Carol Christ has shown how Eliot’s concern with the repression of anger is evident in her repeated use of providential death in her fiction both "to avoid . . . and prohibit aggression … in her characters" (132). This chapter has extended such critical insights by showing how Kohut’s self-psychology illuminates the patterns of indirect expression of aggression in the characters in Adam Bede, explains some of the problems noted by critics, and suggests their connection to the author’s fear of her own aggressive impulses. In the chapters to come, I will argue that the author’s aggression, like that of the characters in this novel, derives from her sense of disconnection from parent figures, beginning with the sense of separation from her mother following the deaths of the twins, and reinforced later by each of her parents' deaths. Moreover, because the novel was begun only a few months after the estrangement from her remaining family, in May of 1857, when she had informed her brother Isaac of her liaison with Lewes, I believe that her aggression was intensified by her more recent sense of disconnection from them.

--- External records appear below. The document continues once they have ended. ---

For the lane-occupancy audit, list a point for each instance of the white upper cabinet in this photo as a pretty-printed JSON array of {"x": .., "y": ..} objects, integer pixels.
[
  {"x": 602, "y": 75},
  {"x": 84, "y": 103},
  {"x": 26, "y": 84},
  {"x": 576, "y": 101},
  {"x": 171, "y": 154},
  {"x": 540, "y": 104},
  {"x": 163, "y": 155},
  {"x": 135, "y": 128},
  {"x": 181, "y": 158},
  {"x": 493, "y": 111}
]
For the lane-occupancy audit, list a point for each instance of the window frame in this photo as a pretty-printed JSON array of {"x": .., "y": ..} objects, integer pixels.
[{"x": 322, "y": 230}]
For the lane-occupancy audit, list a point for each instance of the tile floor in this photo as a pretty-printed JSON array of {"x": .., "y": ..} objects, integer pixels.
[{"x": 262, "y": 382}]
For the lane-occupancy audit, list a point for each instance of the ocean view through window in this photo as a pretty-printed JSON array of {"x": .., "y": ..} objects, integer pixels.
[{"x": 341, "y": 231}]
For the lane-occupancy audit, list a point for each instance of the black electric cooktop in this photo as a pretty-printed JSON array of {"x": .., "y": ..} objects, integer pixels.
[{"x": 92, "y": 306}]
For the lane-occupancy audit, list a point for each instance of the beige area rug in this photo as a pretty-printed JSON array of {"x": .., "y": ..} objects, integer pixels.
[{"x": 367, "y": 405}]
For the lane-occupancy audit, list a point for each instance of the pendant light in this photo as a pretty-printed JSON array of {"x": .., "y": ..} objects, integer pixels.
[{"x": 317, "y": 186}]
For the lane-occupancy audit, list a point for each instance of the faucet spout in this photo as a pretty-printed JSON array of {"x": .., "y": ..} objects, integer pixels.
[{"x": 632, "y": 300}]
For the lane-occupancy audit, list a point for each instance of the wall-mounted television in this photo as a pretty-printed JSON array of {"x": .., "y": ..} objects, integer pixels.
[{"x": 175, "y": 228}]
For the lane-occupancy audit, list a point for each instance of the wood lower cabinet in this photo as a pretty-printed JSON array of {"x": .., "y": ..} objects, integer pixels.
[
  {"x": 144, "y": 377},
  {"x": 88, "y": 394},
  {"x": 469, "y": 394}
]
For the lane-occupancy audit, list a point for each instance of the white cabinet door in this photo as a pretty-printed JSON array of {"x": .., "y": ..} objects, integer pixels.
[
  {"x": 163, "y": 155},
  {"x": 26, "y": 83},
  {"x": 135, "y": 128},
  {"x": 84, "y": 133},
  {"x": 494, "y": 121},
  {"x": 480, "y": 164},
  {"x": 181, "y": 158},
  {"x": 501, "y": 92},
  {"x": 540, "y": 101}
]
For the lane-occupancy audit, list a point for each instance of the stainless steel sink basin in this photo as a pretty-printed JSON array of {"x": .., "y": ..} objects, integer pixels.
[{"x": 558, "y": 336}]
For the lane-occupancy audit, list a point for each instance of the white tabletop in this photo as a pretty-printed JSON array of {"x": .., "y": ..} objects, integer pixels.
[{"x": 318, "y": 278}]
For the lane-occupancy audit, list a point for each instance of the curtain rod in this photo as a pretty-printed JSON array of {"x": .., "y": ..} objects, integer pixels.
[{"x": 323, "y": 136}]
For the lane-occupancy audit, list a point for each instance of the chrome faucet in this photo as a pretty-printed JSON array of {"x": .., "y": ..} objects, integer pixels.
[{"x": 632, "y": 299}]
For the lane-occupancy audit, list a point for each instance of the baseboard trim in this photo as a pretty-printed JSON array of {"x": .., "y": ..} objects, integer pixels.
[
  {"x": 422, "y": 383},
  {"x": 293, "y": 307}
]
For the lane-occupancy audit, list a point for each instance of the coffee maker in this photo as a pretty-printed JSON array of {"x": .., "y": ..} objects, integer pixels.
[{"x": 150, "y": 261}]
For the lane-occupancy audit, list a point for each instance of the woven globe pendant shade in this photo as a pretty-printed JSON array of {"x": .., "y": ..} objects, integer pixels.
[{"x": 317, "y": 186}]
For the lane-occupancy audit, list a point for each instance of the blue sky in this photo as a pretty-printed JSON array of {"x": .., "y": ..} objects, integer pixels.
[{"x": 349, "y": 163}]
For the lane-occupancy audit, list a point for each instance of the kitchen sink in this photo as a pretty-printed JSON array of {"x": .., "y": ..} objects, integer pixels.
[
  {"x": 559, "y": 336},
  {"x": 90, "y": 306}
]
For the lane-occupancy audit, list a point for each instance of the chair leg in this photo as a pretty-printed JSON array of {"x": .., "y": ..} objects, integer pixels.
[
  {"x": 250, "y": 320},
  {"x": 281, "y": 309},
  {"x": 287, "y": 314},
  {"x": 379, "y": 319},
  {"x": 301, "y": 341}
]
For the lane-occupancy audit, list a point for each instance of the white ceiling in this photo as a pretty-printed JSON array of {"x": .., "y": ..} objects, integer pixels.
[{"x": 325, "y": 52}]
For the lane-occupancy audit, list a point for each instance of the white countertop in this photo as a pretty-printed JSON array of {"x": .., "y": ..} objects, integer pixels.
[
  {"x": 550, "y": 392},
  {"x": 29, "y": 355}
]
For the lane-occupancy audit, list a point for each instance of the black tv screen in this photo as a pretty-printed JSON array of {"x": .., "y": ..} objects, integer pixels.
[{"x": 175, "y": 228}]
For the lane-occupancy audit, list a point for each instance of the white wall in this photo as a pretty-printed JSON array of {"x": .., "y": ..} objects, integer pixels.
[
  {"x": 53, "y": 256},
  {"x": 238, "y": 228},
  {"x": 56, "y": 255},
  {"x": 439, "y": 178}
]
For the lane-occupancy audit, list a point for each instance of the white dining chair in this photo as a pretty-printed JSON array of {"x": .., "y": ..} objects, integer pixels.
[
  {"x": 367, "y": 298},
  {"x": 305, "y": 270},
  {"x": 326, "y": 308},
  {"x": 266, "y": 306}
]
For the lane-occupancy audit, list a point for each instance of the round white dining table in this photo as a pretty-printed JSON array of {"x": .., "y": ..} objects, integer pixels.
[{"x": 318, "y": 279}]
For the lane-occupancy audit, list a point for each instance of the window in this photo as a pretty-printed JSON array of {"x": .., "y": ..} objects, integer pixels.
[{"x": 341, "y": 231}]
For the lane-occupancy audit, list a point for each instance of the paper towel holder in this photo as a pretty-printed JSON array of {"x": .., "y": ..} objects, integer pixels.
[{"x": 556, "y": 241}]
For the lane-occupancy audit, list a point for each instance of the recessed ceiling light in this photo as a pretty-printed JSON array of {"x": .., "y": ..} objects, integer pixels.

Eliot’s first novel establishes the patterns that will be repeated in the later novels. The aggression that is evident but denied in the characters in Adam Bede follows from their lost sense of connection to parent figures. Hetty’s and Arthur’s weak sense of self, Dinah’s repression of feelings, and Adam’s guilt over his murderous anger will reappear in other characters in the fiction. Moreover, Kohut’s idea that the development of a firm self-structure depends more on the effect of a child’s total environment than on such major events as the deaths of parents is also illustrated in Adam Bede. The failed development that has resulted from missing or destructive elements in family environments is seen in a larger social context. Eliot’s portrayal of character extends beyond the nuclear family; it demonstrates the way in which social expectations and/or social position may affect self-esteem, and may either enhance or inhibit growth. Finally, the application of Kohut’s self-psychology to a study of Adam Bede also shows how narcissistic rage, a "dangerous feature of individual psychopathology," may be transformed into an "equally malignant social phenomenon" ("Thoughts" 382), whereby family and social groups turn innocent victims into scapegoats in order to compensate for their own sense of inadequacy.